Tuesday, May 10, 2011

Mother's Day thoughts

Can't help but share more of our beautiful Aliyah.  
We are SMITTEN!!

 On the little train at Zilker Park.  We really were a grouchy bunch by this point, but it's a family pic so I had to post it!
Fun times in the back yard baby pool!
Itsy Bitsy Tiney Winey Yellow Polka Dot Bikini

So on to more serious matters...I'm starting to forget that Aliyah was an orphan.  I mean that in the best way I think.  I guess she's just part of our family and it's kinda like she showed up and all was right in the world.  But there is a part of me that longs for the year that we missed.  I ache to know more.  I find myself desperately wanting to go back to Kigali and the Home of Hope to ask the nuns and caretakers to tell me MORE.  Every detail about every day they spent with her.  What she ate, how she slept, how she grew, how she interacted with the others, when she started crawling, how she was consoled when she woke at night, or if she was, her quirks, her specific cries and how she showed love, etc

And then I want to know her birth parents.  Not just her mom, but her dad too!  Mother's Day was great, but it made my heart ache again.  There is a woman and man out there somewhere who know NOTHING of their precious little daughter.  They may have been wonderful people of maybe not.  I will NEVER KNOW and neither will Aliyah.  It is my hunch though that Aliyah was blessed by a mommy who loved her deeply and who held her and nursed her as long as she was physically able.  I really do believe that it was in a moment of desperation that she had to place her baby down and relinquish her rights in order that someone more "able" could take care of her.  I HURT to think of that moment and the agony of the steps she took, her back turned away, with Aliyah out of her arms for the first time.  How did her heart not break in two right then and there?  I feel sure she hurts deeply still.

Some day we will cross this road with Aliyah.  I don't plan out that conversation yet.  There is no reason to.  But I know that our world is forever broken until Christ returns and this is just one horrible piece of evidence.  Aliyah will never know her roots, whose side of the family her little button nose comes from, nor the answers to the questions I have plus many many more.  And the questions at some point will feel endless and painful I am sure.  

But Psalm 12:5 says this:
"Because of the devastation of the afflicted, because of the groaning of the needy,

         Now I will arise," says the LORD; "I will set him in the safety for which he longs."

Aliyah Grace is not free from the devastation.  It will forever be a part of her story.  But I pray that one day she will know the Father who set her in the safety for which she longed.

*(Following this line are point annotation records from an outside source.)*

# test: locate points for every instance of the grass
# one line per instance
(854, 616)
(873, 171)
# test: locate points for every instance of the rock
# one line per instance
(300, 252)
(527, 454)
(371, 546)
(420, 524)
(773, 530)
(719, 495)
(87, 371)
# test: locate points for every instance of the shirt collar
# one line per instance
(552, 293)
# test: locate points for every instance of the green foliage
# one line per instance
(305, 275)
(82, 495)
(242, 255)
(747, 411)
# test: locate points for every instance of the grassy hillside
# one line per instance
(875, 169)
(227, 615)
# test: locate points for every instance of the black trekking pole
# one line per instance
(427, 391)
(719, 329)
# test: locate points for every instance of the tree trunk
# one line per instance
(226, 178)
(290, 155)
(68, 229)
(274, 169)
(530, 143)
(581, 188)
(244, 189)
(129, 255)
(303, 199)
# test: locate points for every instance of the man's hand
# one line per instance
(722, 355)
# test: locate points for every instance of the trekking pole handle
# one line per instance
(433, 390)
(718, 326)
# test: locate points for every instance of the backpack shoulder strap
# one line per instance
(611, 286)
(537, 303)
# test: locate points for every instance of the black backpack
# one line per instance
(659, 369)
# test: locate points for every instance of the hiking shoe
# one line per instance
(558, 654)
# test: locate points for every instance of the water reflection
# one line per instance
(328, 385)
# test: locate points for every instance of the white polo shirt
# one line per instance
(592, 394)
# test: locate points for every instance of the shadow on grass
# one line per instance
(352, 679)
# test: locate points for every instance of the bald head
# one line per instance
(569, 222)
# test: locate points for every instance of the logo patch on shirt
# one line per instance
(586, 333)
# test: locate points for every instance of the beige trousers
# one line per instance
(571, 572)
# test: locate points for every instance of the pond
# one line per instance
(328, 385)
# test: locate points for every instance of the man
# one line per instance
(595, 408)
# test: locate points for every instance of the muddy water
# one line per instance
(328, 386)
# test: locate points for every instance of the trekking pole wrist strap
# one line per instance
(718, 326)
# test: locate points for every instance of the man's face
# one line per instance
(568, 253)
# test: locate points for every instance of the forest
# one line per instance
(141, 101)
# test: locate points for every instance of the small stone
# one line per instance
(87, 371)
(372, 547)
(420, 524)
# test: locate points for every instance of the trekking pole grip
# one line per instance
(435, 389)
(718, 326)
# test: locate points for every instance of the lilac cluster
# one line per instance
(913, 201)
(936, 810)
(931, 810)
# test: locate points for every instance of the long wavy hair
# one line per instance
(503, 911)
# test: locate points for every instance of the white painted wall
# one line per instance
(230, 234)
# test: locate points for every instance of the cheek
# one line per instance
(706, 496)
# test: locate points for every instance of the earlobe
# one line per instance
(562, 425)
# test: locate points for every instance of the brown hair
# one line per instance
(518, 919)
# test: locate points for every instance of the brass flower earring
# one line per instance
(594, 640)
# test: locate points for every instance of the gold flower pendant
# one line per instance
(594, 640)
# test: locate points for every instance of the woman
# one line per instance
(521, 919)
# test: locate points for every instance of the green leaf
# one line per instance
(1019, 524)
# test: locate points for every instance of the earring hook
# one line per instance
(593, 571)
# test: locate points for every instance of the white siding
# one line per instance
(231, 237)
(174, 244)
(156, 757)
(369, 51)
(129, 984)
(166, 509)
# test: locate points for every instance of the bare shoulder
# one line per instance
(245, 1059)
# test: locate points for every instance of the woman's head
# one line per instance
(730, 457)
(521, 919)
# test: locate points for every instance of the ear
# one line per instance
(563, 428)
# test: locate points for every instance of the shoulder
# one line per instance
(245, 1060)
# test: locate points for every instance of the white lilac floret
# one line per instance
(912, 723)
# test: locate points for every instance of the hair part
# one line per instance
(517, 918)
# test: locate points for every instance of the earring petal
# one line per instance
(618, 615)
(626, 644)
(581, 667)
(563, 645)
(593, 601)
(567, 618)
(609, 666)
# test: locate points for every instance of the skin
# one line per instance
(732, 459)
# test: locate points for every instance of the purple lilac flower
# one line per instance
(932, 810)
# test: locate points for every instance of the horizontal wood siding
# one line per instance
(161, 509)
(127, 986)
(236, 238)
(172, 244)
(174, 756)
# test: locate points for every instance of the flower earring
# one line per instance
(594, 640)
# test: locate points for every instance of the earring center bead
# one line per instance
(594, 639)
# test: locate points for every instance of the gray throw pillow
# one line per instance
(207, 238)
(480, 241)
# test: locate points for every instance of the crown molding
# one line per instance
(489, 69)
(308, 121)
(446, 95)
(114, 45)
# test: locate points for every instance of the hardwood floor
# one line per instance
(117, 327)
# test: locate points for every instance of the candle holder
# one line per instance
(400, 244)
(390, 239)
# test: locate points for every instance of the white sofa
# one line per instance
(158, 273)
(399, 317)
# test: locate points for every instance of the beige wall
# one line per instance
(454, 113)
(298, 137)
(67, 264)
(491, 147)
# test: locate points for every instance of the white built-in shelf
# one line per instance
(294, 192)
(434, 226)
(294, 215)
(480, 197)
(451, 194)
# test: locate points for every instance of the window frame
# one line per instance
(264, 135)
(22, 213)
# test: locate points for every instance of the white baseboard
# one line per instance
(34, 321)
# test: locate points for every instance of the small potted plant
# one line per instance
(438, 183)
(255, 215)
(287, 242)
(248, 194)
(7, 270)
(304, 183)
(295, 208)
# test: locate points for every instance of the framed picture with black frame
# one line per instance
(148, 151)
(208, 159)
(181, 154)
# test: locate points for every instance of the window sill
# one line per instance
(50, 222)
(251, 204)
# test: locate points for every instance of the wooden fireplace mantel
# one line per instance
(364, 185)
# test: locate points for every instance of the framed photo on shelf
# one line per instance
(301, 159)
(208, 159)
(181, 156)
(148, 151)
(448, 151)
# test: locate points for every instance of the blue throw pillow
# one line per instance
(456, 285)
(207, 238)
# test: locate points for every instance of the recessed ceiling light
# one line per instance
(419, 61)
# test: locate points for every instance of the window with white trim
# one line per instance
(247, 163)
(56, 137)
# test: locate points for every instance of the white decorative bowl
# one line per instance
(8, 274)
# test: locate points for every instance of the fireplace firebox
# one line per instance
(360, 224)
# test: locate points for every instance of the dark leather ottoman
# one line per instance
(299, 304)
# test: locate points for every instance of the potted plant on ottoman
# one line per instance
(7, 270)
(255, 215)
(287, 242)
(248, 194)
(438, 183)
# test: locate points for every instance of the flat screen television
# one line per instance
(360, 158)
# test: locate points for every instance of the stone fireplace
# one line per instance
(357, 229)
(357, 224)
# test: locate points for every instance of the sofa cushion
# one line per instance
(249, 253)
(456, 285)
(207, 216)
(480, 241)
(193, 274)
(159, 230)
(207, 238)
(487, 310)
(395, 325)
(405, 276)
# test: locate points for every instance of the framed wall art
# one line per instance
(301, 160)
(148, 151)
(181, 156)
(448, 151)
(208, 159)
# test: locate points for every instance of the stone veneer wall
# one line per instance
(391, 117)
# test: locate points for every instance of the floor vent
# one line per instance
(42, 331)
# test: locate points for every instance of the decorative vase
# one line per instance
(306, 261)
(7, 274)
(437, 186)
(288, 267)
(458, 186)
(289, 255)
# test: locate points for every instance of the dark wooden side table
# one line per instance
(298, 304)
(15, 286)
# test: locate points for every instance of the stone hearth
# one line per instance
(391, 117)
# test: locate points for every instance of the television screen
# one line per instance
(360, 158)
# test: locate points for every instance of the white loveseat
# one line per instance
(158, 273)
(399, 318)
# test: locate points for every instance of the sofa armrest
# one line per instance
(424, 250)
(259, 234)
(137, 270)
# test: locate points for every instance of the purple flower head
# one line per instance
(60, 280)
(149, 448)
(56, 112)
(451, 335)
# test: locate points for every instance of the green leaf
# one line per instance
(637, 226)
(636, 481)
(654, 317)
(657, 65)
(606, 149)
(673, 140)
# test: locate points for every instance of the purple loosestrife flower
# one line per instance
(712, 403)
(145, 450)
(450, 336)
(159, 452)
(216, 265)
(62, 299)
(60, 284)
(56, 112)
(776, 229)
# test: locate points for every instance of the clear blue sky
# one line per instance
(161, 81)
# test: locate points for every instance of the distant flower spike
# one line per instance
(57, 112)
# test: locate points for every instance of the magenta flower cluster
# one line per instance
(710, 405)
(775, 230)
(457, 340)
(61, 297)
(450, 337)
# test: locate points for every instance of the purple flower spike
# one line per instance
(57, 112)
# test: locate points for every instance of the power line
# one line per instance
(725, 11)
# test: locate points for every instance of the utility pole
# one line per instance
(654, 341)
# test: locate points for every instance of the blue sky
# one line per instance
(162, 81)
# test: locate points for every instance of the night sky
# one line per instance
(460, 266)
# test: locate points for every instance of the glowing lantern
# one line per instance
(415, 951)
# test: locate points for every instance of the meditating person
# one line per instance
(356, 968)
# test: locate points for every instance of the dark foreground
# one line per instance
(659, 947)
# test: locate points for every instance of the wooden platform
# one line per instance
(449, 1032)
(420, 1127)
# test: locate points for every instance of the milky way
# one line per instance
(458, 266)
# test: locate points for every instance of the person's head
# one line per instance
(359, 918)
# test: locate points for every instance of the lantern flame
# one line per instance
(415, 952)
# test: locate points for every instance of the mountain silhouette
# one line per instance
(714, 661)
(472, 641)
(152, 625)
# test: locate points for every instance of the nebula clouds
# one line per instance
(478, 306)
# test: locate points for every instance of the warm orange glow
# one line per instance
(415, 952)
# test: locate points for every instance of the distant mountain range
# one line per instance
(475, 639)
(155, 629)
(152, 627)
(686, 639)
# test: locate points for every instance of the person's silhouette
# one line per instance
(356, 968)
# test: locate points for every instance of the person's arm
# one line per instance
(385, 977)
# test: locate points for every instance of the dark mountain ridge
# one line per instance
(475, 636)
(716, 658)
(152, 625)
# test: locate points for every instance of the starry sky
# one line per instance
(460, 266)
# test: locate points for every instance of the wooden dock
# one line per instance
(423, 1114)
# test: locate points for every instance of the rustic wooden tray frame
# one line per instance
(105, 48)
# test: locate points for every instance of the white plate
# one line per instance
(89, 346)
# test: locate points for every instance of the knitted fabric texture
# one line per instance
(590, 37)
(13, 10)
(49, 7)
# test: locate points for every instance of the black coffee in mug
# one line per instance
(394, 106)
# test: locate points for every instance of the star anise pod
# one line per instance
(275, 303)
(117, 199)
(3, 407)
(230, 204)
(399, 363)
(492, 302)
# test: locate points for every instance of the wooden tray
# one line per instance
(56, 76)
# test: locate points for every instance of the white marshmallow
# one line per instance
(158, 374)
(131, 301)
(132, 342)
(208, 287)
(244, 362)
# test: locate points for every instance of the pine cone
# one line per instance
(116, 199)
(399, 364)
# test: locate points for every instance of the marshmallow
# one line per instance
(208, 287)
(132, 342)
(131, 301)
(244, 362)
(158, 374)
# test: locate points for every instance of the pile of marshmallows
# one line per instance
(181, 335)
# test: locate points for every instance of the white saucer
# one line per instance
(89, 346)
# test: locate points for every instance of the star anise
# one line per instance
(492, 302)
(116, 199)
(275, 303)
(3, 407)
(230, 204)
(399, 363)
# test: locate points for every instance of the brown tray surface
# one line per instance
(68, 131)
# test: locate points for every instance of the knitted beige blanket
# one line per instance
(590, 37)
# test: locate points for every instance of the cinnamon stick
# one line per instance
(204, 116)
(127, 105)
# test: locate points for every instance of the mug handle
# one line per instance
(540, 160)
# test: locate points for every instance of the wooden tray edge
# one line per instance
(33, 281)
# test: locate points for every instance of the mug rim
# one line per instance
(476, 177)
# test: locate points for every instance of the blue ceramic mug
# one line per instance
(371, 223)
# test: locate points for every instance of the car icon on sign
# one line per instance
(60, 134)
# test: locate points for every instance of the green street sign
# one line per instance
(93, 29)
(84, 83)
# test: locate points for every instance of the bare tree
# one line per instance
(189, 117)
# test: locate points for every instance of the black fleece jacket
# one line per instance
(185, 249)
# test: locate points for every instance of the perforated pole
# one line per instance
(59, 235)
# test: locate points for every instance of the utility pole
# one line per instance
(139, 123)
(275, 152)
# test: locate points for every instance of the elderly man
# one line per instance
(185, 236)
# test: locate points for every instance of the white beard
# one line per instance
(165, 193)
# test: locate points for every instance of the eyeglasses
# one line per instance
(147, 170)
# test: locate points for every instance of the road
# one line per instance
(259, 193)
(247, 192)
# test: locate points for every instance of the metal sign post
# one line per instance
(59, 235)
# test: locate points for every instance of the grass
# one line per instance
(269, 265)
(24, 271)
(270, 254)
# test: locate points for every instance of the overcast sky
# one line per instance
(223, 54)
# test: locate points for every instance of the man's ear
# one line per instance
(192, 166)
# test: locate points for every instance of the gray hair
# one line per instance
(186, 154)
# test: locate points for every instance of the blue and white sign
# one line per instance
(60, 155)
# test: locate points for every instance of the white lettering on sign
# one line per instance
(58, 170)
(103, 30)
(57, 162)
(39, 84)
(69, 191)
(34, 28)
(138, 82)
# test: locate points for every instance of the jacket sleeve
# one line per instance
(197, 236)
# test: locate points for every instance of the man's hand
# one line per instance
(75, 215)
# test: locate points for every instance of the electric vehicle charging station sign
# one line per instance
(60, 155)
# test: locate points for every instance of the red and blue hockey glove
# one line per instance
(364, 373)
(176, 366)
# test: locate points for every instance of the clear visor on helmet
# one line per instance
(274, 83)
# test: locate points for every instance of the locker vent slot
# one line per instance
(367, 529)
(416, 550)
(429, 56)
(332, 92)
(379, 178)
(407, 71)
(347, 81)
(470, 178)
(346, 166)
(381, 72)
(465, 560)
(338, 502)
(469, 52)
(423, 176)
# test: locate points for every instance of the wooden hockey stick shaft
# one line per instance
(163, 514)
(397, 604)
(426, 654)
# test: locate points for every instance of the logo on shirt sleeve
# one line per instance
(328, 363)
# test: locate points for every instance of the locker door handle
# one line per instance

Could it be that God would set peace in Aliyah's birth mom's heart that she is now in a place of safety?  I pray it is so.

1 comment:

  1. Oh Laura, how beautiful. I have tears. I pray it is so for the mommy and daddy of my Mugisha.....that they have a sense of peace. I too think of them often, but I admit...I have mostly thought of JP's birth mom and not so much the dad. Thanks for the reminder to pray for the birth dad too.